Each time a public sector manager earns £100,000 per year, then the alternative could be the salary package of retaining seven classroom assistants. Or deliver a substantial pay increase for five.

Each council manager or civil servant earning £143,000 or above – more than Prime Minister David Cameron – is earning the same as eight new Metropolitan Police officers, most of whom can’t afford to live near work.

Each time a local council or quango manager earns £200,000 year or above – then that’s the same pay as ten new graduate nurses. And our politicians wonder why many high performers leave for Canada or Australia.

Meanwhile national government debt stands at £1.4 trillion, or £18,000 per citizen. So, the legacy tax on executive public sector salaries and pensions will keep frontline workers in a financial quagmire for years to come.

To be clear, Britain is not a poor country. It’s just that our present political leaders binge your money on all the wrong things.

It’s the Labour Party and Conservative Party that have caused this financial mess.

And it’s the Labour and Conservative Party that have created this immoral gravy train, where a man, like my father, can work as a middle ranking public servant for twenty years, yet in that time, his lifetime tax bill is swallowed, in its entirety, by the annual salary of a Council or quango Director.

But I will leave you with some final maths.

That 9,137 public sector workers who earn more than the prime minister: well, that costs the tax-payer at least £1.4bn – the cost of around 80,000 new police officers or soldiers.

And those 38,000 public sector workers paid £100,000 (or above),  well that comes to around £4.3bn per year … and that’s not including the gilt-edged pensions.

These sums are staggering and irresponsible.

In a practical sense, they would save every single one of the 230,000 Classroom Assistant posts that the GMB union is attempting to save.

It would also leave around £900m in surplus to perhaps save for the taxpayer or divvy up as a much needed pay-rise for the lowest paid public sector workers.

I honestly cannot compute the iniquity and insanity of this system.
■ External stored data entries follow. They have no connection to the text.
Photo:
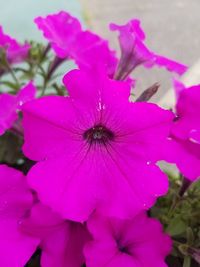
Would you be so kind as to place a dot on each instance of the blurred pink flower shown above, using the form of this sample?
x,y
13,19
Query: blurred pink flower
x,y
137,242
95,148
68,40
61,241
15,52
134,52
183,145
11,104
15,201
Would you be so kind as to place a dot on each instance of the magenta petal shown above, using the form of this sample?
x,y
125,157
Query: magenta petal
x,y
8,115
99,89
60,30
61,241
137,242
134,52
15,52
15,201
74,188
10,104
50,125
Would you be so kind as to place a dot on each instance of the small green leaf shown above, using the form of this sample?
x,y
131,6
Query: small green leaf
x,y
176,227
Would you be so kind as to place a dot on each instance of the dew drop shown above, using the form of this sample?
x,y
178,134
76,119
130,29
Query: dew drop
x,y
21,103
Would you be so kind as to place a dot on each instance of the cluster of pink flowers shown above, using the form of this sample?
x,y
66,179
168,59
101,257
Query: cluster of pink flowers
x,y
85,200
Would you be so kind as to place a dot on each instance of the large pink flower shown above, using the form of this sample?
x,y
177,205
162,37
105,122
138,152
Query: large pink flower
x,y
11,104
68,40
131,243
183,145
15,52
95,148
134,52
61,241
15,201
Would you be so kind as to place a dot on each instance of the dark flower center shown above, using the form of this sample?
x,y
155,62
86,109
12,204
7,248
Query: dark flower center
x,y
98,134
123,248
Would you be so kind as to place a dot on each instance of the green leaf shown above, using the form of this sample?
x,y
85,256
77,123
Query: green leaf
x,y
176,226
187,261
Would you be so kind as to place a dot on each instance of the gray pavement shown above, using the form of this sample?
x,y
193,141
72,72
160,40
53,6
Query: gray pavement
x,y
172,29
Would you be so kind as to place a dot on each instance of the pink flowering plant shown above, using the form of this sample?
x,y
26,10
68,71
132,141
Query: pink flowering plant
x,y
81,183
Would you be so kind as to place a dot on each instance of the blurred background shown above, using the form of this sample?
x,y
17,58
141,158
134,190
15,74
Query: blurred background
x,y
172,27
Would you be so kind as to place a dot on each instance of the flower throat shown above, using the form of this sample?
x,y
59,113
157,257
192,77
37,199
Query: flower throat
x,y
98,134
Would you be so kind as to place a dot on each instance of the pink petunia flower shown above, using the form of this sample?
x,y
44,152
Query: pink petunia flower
x,y
62,241
131,243
183,145
15,52
134,52
15,201
10,104
95,148
68,40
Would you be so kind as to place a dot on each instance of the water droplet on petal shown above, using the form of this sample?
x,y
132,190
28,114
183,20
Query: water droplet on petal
x,y
21,103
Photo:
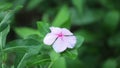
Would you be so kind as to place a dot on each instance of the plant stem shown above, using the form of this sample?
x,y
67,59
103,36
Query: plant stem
x,y
20,63
50,65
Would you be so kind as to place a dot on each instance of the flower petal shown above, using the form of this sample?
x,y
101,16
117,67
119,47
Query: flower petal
x,y
59,45
55,30
49,39
71,40
66,31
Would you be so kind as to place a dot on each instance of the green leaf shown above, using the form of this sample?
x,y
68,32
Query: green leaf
x,y
43,28
28,46
3,36
72,54
88,17
79,5
111,21
63,18
6,20
88,36
23,45
60,63
80,41
5,6
110,63
37,60
32,4
24,32
54,56
114,41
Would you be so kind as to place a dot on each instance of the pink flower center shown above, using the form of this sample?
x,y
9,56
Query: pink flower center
x,y
60,35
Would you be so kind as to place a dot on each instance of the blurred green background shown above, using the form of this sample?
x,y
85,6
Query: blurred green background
x,y
98,21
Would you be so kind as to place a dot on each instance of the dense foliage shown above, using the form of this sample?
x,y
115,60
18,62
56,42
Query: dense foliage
x,y
24,23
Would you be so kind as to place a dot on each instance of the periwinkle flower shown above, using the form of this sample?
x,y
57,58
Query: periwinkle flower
x,y
60,39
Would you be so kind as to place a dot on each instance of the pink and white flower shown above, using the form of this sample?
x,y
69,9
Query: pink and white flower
x,y
60,39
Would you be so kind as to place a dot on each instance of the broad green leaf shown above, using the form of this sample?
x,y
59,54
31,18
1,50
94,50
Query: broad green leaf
x,y
24,32
37,60
43,28
3,36
60,63
5,6
79,5
54,56
110,63
6,20
72,54
80,41
32,4
88,36
74,63
111,21
28,46
88,17
23,45
63,18
114,40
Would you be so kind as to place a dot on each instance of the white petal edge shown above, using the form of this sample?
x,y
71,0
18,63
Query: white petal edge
x,y
71,40
55,30
59,45
49,39
66,31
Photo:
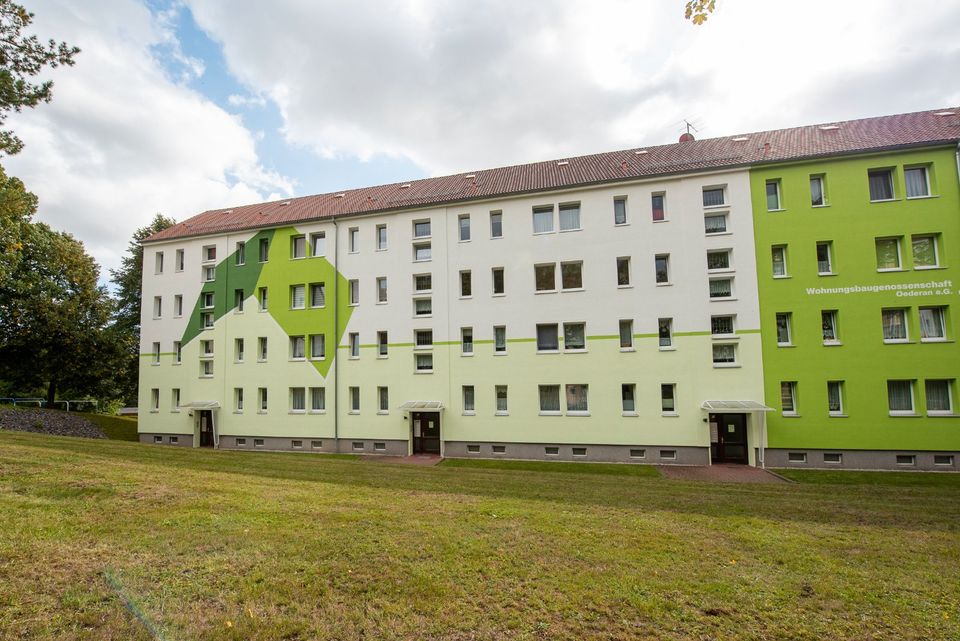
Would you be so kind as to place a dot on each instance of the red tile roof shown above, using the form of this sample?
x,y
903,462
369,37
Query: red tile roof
x,y
922,128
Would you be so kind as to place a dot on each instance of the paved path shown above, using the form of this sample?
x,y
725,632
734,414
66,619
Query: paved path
x,y
720,473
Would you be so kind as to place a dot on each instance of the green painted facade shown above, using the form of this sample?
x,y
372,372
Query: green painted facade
x,y
858,291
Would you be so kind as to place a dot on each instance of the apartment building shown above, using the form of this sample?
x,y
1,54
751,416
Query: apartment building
x,y
606,307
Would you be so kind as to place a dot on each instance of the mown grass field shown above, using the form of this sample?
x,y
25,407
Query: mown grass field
x,y
233,545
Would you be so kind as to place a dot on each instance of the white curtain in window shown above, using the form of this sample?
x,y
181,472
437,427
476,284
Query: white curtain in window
x,y
549,398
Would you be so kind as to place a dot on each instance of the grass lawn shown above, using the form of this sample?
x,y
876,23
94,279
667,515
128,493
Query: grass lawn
x,y
243,545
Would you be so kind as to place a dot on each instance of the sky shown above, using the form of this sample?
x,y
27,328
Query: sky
x,y
178,106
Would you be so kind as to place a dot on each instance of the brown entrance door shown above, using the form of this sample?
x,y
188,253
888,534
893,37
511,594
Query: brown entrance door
x,y
731,438
206,428
426,432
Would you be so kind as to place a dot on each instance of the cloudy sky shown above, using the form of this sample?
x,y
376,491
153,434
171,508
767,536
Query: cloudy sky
x,y
177,106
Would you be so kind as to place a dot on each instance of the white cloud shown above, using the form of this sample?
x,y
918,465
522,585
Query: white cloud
x,y
455,85
122,140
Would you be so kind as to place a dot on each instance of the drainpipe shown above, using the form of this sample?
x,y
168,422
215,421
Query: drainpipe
x,y
336,338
If it happened in Russia or Venezuela or Iran, then our national media would be sabre rattling for sanctions, and international charities would be filing lawsuits against corruption.

So why do the public sector unions continue to only talk to the Labour Party?
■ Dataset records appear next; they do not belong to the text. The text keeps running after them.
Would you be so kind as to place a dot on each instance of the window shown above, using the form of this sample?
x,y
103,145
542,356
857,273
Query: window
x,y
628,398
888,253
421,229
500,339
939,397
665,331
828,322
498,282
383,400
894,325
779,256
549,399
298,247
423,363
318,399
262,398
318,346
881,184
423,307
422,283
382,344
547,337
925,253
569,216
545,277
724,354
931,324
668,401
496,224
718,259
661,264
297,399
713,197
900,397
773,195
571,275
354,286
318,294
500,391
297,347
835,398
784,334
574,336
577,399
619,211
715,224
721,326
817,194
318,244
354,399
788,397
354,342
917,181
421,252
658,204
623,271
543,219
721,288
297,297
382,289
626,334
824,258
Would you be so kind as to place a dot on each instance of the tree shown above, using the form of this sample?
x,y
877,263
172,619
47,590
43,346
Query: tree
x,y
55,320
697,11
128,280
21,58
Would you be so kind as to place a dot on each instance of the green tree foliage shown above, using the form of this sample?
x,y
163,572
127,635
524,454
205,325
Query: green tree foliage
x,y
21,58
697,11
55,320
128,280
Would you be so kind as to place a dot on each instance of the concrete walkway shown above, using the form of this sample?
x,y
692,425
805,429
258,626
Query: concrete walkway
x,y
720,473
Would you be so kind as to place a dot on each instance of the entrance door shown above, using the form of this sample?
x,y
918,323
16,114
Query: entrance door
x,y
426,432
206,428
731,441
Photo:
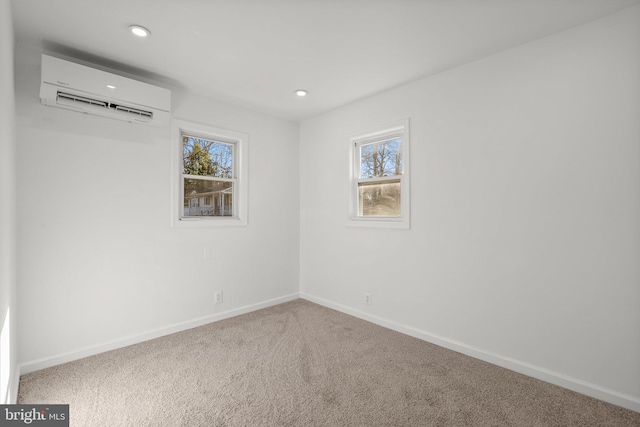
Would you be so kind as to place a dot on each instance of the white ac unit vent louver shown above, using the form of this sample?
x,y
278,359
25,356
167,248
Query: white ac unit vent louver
x,y
87,90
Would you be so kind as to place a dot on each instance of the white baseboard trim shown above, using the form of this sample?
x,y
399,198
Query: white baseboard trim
x,y
47,362
15,385
556,378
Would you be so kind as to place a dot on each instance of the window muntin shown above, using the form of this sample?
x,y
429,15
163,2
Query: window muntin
x,y
208,177
380,195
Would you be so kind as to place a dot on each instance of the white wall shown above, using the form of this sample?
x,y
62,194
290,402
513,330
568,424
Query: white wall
x,y
8,310
525,240
98,260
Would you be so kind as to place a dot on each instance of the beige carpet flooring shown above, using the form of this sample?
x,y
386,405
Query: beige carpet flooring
x,y
300,364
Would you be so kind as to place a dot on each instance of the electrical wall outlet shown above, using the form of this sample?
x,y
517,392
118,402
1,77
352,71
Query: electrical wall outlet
x,y
217,297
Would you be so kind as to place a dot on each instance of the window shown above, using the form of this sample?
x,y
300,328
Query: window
x,y
380,176
210,184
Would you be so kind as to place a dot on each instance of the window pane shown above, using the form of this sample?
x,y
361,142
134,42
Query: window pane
x,y
381,158
379,199
206,157
207,198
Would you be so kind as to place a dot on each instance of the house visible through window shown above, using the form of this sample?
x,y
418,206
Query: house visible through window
x,y
212,176
380,176
208,176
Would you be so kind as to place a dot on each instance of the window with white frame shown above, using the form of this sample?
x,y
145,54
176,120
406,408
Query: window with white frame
x,y
210,184
380,176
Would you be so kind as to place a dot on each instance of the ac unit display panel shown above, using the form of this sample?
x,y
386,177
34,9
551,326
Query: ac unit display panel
x,y
88,90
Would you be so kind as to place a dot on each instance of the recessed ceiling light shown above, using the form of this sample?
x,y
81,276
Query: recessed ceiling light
x,y
139,31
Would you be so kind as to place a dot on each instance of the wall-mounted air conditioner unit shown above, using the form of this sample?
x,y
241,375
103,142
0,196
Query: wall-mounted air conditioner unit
x,y
87,90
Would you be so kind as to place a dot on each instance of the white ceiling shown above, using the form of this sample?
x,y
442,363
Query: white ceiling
x,y
255,53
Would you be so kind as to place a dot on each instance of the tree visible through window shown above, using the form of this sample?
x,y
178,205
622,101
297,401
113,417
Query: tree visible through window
x,y
208,176
381,182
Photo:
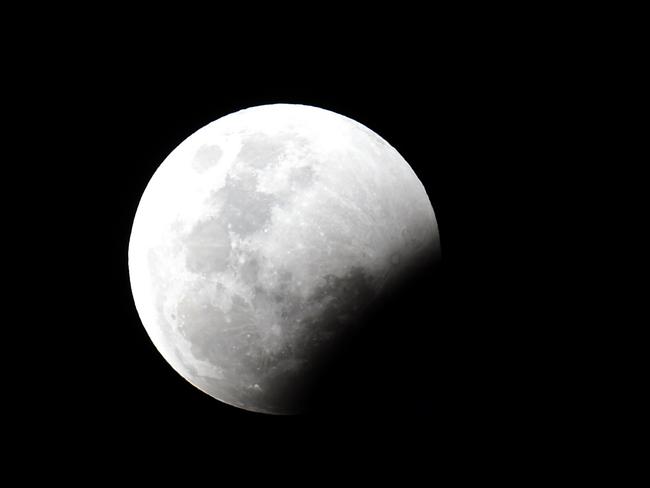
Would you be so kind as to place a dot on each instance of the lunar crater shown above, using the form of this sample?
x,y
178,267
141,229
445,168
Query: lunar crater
x,y
257,250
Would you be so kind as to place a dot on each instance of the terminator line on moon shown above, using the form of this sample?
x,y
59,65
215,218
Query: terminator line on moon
x,y
261,238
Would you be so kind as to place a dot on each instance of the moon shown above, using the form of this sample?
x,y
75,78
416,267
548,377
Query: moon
x,y
261,239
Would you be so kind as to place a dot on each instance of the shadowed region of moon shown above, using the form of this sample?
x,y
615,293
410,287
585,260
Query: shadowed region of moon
x,y
265,242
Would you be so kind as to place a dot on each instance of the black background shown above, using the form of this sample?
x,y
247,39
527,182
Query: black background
x,y
431,362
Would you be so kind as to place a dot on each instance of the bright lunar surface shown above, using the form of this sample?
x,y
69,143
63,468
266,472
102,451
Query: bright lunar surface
x,y
259,241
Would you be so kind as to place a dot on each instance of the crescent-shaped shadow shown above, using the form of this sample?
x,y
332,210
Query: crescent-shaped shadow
x,y
393,359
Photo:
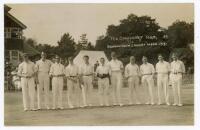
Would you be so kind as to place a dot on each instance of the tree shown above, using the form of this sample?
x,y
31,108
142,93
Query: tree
x,y
83,43
180,34
30,41
66,46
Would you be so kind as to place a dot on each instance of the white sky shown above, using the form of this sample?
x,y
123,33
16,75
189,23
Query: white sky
x,y
47,22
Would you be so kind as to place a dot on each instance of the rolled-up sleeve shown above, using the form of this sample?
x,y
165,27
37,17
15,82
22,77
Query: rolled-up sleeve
x,y
51,70
182,67
19,73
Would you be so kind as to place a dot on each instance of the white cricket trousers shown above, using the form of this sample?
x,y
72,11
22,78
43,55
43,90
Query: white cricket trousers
x,y
133,83
116,82
176,80
163,82
28,92
73,93
103,86
87,90
57,89
44,83
148,82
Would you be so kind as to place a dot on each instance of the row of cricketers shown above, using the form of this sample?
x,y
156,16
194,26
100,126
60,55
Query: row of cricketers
x,y
80,81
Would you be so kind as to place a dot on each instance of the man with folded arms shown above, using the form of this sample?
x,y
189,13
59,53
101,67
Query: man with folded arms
x,y
102,73
147,72
71,73
132,74
27,73
176,75
87,75
162,70
43,68
57,73
116,68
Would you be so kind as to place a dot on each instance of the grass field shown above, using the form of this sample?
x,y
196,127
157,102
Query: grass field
x,y
126,115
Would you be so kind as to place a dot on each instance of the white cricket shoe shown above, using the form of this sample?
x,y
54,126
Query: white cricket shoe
x,y
180,104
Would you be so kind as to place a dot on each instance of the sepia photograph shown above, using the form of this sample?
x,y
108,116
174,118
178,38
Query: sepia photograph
x,y
99,64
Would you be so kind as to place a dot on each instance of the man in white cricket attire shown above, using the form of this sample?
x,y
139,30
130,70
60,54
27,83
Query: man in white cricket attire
x,y
43,67
87,74
162,70
132,75
57,71
116,67
102,73
73,89
147,72
176,75
27,73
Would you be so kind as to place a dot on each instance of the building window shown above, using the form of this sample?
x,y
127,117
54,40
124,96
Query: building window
x,y
13,33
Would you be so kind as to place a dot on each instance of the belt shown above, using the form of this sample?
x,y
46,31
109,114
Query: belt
x,y
116,71
147,74
72,76
27,77
58,76
162,73
88,75
176,73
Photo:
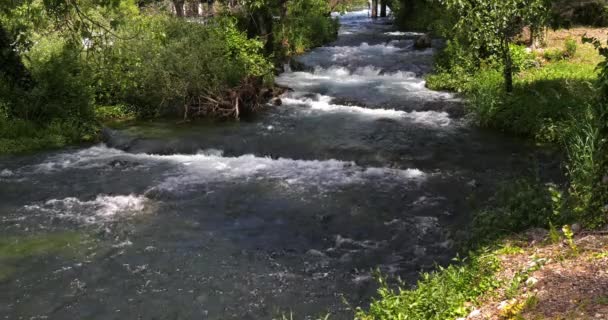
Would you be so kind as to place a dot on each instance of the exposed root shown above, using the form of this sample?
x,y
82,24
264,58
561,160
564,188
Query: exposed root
x,y
248,97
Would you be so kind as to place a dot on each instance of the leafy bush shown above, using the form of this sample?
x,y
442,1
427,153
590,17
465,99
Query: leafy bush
x,y
571,47
162,63
554,55
443,294
306,25
515,207
591,14
62,87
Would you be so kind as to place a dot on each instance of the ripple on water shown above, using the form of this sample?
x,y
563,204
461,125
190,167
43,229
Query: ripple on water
x,y
324,103
102,209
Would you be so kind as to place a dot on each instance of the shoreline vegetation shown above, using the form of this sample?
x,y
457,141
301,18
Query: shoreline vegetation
x,y
71,66
537,250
And how can they justify to their hard-working, ordinary members, the manner in which their leaders continue to treat other political parties (most notably UKIP who aim to massively reduce the Government managerial wage bill), like public service pariahs?

It just seems utterly illogical. But, then, that’s British government in 2014!

Richard Bingley is a Senior Lecturer and former press officer at UNISON, the UK’s largest public services union.